Just ahead of a possible Hillary run for the presidency, the Clinton Library released a new load of documents from President Bill Clinton’s years in the White House. One of those documents attempts to explain Hillary’s “vast right-wing conspiracy” claim in which the Clinton administration accused Republican staffers of colluding with “extremists” on the Internet to hurt the Clintons.
On January 27, 1998, Hillary Clinton appeared on NBC’s Today Show. During her interview with Matt Lauer, she claimed that a “vast right-wing conspiracy” had been trying to destroy her husband “since the day he announced for president.”
That interview drew a lot of raised eyebrows and became a joke for years afterward. Hillary’s accusation became such a hot-button issue that Clinton’s White House felt it had to defend itself and drew up a full 28-page report to “prove” that there was, indeed, a “vast right-wing conspiracy.” This conspiracy was brewing, supposedly, among conservative think tanks, in conservative newspapers, and on that newfangled Internet thing, as all were colluding with the GOP to undermine the President.
The report, titled “Communication Stream of Conspiracy Commerce,” was intended to pinpoint who was behind “all this” and which “right-wing publications” were involved.
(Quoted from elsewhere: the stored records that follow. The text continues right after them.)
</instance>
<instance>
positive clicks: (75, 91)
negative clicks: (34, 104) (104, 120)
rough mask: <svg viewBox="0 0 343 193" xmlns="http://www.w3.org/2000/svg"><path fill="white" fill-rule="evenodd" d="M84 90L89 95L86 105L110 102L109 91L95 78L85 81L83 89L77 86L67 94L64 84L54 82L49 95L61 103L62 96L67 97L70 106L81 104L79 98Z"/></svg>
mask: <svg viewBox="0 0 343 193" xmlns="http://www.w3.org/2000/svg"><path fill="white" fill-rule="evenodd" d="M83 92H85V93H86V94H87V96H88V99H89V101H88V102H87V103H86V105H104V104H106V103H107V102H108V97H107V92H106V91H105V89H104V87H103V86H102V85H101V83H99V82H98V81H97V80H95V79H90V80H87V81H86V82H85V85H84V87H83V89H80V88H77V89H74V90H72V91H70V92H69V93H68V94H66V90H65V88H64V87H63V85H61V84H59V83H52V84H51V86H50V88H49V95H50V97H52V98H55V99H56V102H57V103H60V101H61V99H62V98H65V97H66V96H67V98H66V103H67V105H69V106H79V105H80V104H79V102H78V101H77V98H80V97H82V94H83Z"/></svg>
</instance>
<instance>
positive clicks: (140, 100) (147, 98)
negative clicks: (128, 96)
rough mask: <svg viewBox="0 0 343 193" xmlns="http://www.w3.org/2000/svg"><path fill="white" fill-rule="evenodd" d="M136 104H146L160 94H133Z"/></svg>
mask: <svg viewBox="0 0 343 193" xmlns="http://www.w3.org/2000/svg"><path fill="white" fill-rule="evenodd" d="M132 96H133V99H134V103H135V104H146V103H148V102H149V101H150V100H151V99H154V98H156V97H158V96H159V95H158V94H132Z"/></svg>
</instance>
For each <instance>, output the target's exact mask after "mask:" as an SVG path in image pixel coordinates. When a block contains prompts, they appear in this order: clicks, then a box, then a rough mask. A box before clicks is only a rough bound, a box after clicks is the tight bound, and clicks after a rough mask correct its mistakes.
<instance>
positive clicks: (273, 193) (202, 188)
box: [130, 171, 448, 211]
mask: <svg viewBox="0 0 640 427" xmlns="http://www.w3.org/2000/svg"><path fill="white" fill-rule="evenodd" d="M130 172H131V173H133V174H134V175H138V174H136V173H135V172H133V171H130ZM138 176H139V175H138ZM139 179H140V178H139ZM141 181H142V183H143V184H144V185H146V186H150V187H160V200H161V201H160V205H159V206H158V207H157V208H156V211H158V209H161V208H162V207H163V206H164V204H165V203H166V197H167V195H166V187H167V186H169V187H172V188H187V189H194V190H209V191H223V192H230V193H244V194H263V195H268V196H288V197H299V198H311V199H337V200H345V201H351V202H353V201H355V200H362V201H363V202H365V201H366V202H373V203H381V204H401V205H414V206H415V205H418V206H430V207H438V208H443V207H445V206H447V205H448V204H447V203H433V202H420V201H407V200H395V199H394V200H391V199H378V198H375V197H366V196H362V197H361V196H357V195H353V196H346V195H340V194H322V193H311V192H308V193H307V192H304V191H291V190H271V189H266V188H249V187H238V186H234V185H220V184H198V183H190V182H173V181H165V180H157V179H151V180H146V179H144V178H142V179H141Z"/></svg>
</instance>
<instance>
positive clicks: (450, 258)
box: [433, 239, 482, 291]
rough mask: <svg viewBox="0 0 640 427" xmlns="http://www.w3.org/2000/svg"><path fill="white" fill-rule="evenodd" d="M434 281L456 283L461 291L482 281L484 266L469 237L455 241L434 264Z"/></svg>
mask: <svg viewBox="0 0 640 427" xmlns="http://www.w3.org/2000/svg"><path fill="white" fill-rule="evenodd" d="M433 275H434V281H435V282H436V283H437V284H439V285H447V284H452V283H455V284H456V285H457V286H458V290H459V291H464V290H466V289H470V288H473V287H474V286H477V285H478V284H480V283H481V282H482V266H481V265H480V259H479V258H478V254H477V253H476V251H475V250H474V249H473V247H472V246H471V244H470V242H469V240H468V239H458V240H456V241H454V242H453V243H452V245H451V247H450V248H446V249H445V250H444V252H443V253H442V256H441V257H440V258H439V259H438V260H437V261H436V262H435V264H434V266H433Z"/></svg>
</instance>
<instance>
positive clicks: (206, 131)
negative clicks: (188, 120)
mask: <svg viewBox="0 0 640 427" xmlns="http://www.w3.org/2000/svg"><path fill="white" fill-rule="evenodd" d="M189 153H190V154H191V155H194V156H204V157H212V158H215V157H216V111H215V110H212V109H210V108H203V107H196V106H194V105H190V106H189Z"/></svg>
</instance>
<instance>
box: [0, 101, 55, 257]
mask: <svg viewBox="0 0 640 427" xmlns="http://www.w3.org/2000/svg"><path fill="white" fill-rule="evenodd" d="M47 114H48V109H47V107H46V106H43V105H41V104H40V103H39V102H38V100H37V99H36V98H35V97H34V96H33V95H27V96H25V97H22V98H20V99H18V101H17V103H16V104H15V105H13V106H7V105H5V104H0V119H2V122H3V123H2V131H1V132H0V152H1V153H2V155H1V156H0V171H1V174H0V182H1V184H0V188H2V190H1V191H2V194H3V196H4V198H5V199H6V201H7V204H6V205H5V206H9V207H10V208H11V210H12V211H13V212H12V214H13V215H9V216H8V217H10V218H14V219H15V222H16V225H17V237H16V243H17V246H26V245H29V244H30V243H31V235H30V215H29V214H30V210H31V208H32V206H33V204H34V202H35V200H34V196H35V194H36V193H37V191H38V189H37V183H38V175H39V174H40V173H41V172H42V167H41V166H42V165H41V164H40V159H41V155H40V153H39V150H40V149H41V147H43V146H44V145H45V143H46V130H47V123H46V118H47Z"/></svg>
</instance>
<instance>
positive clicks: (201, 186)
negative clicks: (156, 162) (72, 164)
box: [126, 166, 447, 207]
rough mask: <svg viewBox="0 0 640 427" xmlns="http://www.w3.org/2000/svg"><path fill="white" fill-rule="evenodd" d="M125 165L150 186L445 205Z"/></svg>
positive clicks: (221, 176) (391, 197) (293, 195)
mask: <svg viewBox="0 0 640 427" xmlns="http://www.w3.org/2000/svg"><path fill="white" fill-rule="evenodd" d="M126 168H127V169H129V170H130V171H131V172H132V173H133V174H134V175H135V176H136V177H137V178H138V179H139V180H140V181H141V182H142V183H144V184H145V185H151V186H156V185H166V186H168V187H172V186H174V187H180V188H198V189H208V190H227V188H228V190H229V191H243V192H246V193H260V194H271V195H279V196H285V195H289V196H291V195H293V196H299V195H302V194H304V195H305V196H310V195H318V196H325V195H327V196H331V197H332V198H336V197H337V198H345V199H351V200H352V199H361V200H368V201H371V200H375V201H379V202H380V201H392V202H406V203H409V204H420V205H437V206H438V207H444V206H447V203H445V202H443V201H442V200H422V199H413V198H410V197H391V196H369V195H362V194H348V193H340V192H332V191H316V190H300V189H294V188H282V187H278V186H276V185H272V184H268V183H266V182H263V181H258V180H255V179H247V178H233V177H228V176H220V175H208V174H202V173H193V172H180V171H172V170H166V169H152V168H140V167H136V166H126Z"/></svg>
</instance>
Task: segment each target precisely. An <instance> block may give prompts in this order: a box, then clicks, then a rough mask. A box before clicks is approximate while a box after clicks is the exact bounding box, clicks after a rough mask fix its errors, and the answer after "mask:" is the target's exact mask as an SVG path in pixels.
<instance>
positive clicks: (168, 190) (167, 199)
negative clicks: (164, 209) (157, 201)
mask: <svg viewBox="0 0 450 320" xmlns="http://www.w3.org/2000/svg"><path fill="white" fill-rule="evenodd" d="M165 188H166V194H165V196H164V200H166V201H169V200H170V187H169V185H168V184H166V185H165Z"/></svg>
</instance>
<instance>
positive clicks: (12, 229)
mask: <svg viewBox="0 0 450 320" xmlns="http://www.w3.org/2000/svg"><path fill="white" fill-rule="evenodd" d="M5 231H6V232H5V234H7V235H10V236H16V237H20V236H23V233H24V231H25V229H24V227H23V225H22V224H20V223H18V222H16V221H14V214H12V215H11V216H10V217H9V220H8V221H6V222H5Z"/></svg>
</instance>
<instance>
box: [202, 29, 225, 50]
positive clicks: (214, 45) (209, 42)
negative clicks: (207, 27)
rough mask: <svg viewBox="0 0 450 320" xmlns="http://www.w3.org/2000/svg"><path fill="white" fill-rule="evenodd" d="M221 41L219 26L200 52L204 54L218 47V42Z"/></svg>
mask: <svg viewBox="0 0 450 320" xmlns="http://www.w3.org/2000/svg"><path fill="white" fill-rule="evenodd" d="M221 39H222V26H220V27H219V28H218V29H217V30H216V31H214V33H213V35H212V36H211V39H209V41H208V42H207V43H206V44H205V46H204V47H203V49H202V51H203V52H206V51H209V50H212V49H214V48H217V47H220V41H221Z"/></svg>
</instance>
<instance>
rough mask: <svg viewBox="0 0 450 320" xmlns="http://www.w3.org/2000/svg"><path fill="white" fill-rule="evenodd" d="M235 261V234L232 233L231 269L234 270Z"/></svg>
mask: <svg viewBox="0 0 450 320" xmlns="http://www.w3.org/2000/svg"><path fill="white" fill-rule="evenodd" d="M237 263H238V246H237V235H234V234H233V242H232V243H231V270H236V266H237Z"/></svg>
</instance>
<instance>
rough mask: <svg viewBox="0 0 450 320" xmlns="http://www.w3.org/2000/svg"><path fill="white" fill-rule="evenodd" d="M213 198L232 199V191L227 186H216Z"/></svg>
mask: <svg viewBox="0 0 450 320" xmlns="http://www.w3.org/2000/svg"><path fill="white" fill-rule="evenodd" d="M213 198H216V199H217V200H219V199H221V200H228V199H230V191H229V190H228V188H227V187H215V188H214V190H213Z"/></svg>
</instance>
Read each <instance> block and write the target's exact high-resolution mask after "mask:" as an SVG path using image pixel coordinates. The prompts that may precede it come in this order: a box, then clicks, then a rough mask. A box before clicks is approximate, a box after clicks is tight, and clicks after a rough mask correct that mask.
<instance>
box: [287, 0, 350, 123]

It also tried to explain “the Internet influence.”
Interestingly, every method used by this “right-wing conspiracy” that the Clinton White House complained about in this report was to be later used by Clinton supporters, such as Clinton White House Chief of Staff John Podesta and conservative apostate-turned-liberal-extremist David Brock, to attack and destroy anyone on the center-right.
It is as if the left-wing attack machine with which we are all so familiar used this report as a blueprint to birth its own efforts at “conspiracy commerce.”
The report showed that the Clintonistas were particularly upset about the Internet, blaming the web for “bouncing” negative Clinton stories “all over the world.”